The New York Times Company (NYT) has bought the wildly popular puzzler Wordle.
Josh Wardle, the creator of Wordle, agreed to sell the game for an undisclosed price around “low-seven figures,” according to NYT. Wordle will remain free “initially” for all players, though the company did not clarify for how long.
“It has been incredible to watch a game bring so much joy to so many, and I feel so grateful for the personal stories some of you have shared with me,” Wardle said on Twitter. “If you’ve followed along with the story of Wordle, you’ll know that NTY games play a big part in its original and so this step feels very natural to me.”
An update on Wordle pic.twitter.com/TmHd0AIRLX
— Josh Wardle (@powerlanguish) January 31, 2022
Wardle mentions that Wordle will move to NTY’s site and will be free-to-play for everyone.
Despite Wordle’s rising popularity, this wasn’t the biggest acquisition within the video game industry.

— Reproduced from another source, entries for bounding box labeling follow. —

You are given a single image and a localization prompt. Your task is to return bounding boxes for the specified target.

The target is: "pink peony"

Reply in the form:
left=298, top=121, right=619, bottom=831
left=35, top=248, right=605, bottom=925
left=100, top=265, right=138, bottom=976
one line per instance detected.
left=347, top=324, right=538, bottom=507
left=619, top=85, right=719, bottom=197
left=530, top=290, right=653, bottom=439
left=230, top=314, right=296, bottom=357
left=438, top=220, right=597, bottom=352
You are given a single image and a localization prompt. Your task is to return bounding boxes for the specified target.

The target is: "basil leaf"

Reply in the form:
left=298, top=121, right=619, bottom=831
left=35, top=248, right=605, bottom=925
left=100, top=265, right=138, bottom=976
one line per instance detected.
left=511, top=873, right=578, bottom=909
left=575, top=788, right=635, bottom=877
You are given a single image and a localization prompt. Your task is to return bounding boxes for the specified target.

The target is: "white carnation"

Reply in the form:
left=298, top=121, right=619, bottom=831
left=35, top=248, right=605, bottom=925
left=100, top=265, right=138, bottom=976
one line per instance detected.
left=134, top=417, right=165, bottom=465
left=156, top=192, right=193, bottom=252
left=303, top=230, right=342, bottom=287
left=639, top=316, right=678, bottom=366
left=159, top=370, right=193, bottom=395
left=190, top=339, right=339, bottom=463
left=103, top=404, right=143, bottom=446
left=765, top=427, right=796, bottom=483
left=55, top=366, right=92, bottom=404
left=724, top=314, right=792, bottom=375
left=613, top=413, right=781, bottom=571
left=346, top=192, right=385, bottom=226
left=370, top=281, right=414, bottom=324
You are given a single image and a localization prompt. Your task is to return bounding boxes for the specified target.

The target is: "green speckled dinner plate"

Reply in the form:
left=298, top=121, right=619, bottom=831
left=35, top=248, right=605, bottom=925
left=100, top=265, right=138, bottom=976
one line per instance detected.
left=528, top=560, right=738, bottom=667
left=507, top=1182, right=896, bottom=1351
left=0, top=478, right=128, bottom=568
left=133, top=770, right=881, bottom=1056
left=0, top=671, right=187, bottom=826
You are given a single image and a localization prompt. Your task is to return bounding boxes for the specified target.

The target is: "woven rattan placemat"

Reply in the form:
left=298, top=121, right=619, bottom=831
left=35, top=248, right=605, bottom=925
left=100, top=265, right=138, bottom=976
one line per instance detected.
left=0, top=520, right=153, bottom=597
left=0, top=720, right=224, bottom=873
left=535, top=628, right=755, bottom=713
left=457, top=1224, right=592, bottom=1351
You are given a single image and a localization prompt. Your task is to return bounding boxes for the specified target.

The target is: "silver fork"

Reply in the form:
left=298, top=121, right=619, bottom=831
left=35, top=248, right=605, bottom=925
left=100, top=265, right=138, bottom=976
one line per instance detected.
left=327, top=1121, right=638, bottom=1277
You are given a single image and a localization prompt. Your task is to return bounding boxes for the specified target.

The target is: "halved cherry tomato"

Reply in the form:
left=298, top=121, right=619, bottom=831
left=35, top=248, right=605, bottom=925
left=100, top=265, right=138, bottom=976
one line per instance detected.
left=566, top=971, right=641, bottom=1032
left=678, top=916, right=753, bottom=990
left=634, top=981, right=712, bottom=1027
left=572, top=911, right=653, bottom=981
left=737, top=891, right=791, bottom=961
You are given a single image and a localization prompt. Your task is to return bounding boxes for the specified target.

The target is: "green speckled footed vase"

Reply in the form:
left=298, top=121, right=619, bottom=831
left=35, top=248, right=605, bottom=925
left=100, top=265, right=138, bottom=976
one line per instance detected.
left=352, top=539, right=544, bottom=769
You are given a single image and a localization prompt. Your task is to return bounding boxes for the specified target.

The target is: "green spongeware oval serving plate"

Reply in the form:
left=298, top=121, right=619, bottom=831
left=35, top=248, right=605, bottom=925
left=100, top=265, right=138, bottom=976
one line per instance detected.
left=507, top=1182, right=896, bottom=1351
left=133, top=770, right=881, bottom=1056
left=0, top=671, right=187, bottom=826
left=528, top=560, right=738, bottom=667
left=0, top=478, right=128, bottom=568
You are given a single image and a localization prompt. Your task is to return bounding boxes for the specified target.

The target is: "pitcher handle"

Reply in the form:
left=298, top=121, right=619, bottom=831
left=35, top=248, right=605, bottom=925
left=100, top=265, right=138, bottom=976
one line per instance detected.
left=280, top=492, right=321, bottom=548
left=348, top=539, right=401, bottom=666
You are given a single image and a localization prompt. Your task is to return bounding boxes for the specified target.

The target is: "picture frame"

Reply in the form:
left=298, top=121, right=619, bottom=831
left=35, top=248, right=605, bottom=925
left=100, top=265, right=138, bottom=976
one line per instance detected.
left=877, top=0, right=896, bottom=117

Sony picked-up Destiny studio Bungie for $3.6 billion, though the company will still make multiplatform titles. Amazingly, that figure pales compared to the $12.7 billion Take-Two spent on Zynga or Microsoft’s $68.7 billion purchase of Activision Blizzard.
January was apparently the month of acquisitions if all of this is anything to go by, and it’s hard to imagine deals will get much wilder than all of this.